Penn State com doutorado na obra de Hemingway, como exemplo de que o autor tinha toda

uma preocupação política e não era apenas um boêmio e um mulherengo inveterado (YOUNG, 1970).

“Mussolini: o Maior Blefe da Europa” é outro exemplo de matéria produzida nessa mesma época e que revela um repórter ágil que conseguia erguer pontes consistentes entre os detalhes do que via e o conteúdo do que lia, ouvia e pensava. Publicado em 27 de janeiro de 1923 no Toronto Daily, a matéria relaciona o estilo bufão do recém eleito governante com sua vocação tirana.

Essa primeira temporada como correspondente na Europa durou até 1927, porém marcou o autor tão profundamente que oito anos depois, já vivendo em Key West, no Golfo do México, ele ainda escrevia sobre o assunto em artigo na revista Esquire, de setembro de 1935:

A primeira panaceia para uma nação mal administrada é a inflação da moeda; a segunda é a guerra. Ambas provocam uma prosperidade temporária; ambas acarretam uma ruína permanente. Mas ambas são o refúgio dos oportunistas políticos e econômicos.(HEMINGWAY, 1969a, p.244).

Ernest Hemingway voltou para a América, separou-se, casou-se de novo, teve três filhos, – encantou-se por Cuba, construiu casa em Key West, na Florida. O escritor seguiu assim, distanciando-se do jornalista, escrevendo romances e crônicas fortemente inspiradas na vida real, até que em 1937, a realidade, a própria, o convocou para cobrir a Guerra Civil Espanhola, embate que dividiu a Espanha entre fascistas e republicanos.

"Só existe uma forma de governo que não produz bons escritores e esse sistema é o fascismo.

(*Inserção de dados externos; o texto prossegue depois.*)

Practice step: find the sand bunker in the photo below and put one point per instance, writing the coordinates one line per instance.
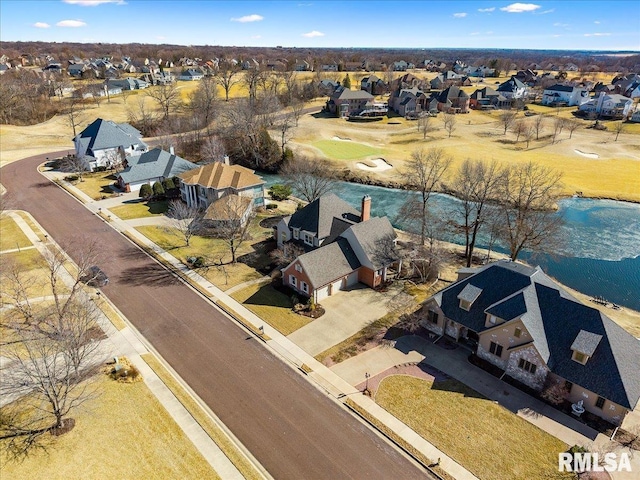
(586, 154)
(380, 165)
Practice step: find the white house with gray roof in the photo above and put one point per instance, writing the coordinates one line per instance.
(518, 319)
(105, 144)
(343, 247)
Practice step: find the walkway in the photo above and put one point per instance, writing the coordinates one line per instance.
(129, 343)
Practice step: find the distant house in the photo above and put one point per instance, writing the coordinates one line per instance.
(343, 247)
(488, 99)
(568, 95)
(202, 186)
(191, 74)
(513, 89)
(519, 320)
(608, 106)
(150, 167)
(104, 144)
(344, 102)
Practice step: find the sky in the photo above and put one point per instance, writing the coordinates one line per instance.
(557, 25)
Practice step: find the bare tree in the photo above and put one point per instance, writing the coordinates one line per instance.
(423, 172)
(185, 220)
(309, 177)
(449, 120)
(167, 96)
(506, 119)
(538, 124)
(53, 349)
(476, 184)
(528, 194)
(425, 125)
(227, 76)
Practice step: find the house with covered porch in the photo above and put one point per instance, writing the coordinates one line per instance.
(518, 319)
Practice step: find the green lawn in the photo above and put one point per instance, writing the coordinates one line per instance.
(272, 306)
(484, 437)
(130, 210)
(10, 235)
(345, 150)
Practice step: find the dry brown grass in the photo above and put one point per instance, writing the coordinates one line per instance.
(204, 420)
(482, 436)
(126, 434)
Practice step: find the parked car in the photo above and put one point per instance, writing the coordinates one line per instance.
(95, 277)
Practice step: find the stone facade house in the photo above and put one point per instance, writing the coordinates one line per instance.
(343, 247)
(516, 318)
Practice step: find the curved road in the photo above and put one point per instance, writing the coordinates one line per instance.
(293, 429)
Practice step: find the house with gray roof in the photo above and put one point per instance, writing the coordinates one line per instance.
(518, 319)
(150, 167)
(343, 247)
(106, 144)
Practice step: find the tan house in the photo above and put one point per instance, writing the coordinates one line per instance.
(518, 319)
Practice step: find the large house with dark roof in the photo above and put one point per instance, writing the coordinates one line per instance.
(106, 144)
(150, 167)
(518, 319)
(343, 247)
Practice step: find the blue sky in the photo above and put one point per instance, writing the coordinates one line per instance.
(568, 24)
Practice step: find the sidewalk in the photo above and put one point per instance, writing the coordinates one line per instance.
(127, 342)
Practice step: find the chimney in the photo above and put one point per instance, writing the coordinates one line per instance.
(366, 208)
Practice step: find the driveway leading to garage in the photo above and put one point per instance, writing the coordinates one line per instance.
(346, 313)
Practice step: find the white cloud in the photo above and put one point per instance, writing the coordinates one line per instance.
(93, 3)
(71, 23)
(520, 7)
(248, 18)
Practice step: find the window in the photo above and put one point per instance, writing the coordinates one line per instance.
(495, 349)
(527, 366)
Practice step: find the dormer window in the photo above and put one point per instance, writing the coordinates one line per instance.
(468, 295)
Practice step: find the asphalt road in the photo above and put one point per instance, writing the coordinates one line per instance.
(293, 429)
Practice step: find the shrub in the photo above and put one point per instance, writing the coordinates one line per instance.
(280, 192)
(145, 191)
(158, 189)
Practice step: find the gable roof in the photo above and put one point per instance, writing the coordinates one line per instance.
(329, 263)
(319, 216)
(219, 175)
(102, 134)
(555, 321)
(154, 164)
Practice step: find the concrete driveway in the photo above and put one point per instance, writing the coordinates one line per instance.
(346, 313)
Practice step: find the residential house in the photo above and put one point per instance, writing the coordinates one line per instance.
(452, 100)
(608, 106)
(373, 85)
(150, 167)
(517, 318)
(488, 99)
(343, 246)
(104, 144)
(344, 102)
(568, 95)
(191, 74)
(513, 89)
(203, 186)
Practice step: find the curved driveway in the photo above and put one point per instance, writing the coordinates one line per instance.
(293, 429)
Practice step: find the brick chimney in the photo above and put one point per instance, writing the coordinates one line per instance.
(365, 211)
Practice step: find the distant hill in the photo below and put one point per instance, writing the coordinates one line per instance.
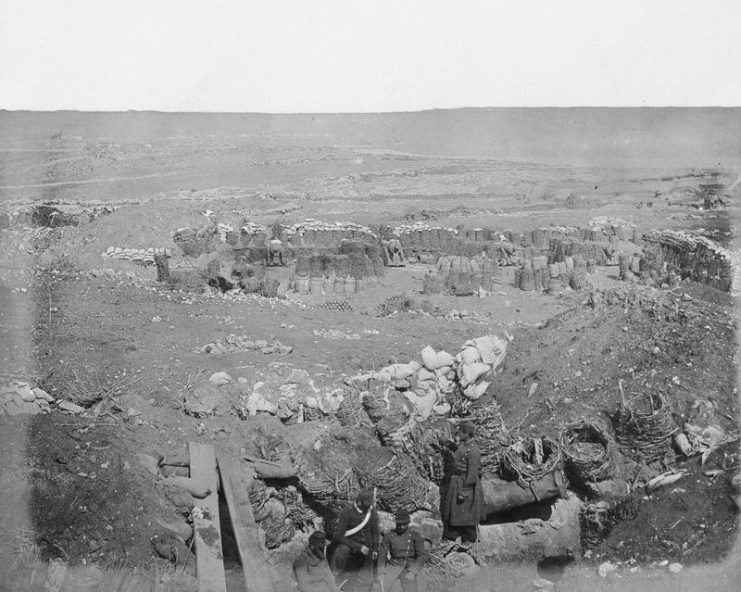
(700, 137)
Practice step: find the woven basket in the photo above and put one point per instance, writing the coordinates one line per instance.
(350, 412)
(527, 280)
(588, 452)
(530, 459)
(644, 426)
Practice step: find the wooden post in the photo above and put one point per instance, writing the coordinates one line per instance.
(207, 529)
(236, 480)
(163, 265)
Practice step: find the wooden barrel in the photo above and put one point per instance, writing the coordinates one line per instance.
(527, 280)
(578, 281)
(302, 285)
(316, 285)
(545, 278)
(554, 285)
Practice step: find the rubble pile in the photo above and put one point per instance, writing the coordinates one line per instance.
(197, 241)
(684, 255)
(432, 384)
(239, 343)
(142, 256)
(22, 398)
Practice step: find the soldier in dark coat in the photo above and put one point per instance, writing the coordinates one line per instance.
(461, 495)
(357, 540)
(401, 557)
(311, 568)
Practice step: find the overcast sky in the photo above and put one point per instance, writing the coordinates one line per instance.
(360, 56)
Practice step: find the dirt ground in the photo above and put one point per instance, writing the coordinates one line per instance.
(105, 334)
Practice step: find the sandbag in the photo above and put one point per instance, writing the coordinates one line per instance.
(470, 373)
(434, 360)
(475, 391)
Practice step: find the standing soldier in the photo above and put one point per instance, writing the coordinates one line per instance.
(461, 495)
(405, 550)
(357, 542)
(311, 568)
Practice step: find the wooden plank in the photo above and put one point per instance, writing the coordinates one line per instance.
(236, 480)
(207, 530)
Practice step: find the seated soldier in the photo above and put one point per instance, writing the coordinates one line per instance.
(357, 543)
(401, 557)
(311, 568)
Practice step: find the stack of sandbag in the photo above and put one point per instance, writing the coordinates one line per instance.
(435, 378)
(475, 363)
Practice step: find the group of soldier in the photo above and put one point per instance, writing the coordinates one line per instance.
(363, 557)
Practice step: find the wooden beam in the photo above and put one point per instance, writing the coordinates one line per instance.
(207, 530)
(236, 480)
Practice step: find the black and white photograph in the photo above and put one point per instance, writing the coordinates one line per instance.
(369, 296)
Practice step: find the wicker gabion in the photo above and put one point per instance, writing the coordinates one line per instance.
(588, 451)
(423, 445)
(351, 413)
(398, 484)
(530, 459)
(492, 438)
(336, 305)
(644, 426)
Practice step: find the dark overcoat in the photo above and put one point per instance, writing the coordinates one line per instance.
(461, 495)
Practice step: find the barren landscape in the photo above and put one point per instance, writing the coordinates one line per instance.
(588, 257)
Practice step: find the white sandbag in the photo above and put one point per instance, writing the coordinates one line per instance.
(470, 373)
(402, 371)
(384, 374)
(424, 398)
(474, 391)
(257, 402)
(425, 374)
(330, 402)
(444, 371)
(470, 355)
(441, 409)
(433, 360)
(492, 349)
(444, 384)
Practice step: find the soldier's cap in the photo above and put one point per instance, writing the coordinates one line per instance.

O fascismo é um mentira contada por matones. Um escritor que não mente não pode viver e trabalhar debaixo do fascismo”, declarou o Hemingway, durante o congresso de escritores americanos no Carnegie Hall, em Nova York, em 1937.

Naquele mesmo ano, o repórter que aprendera a escrever notícias respeitando as regras do Kansas City Star e que agora era celebrado mundialmente com o apelido de Papa, rendeu-se ao chamado da reportagem e partiu para o coração do confronto espanhol.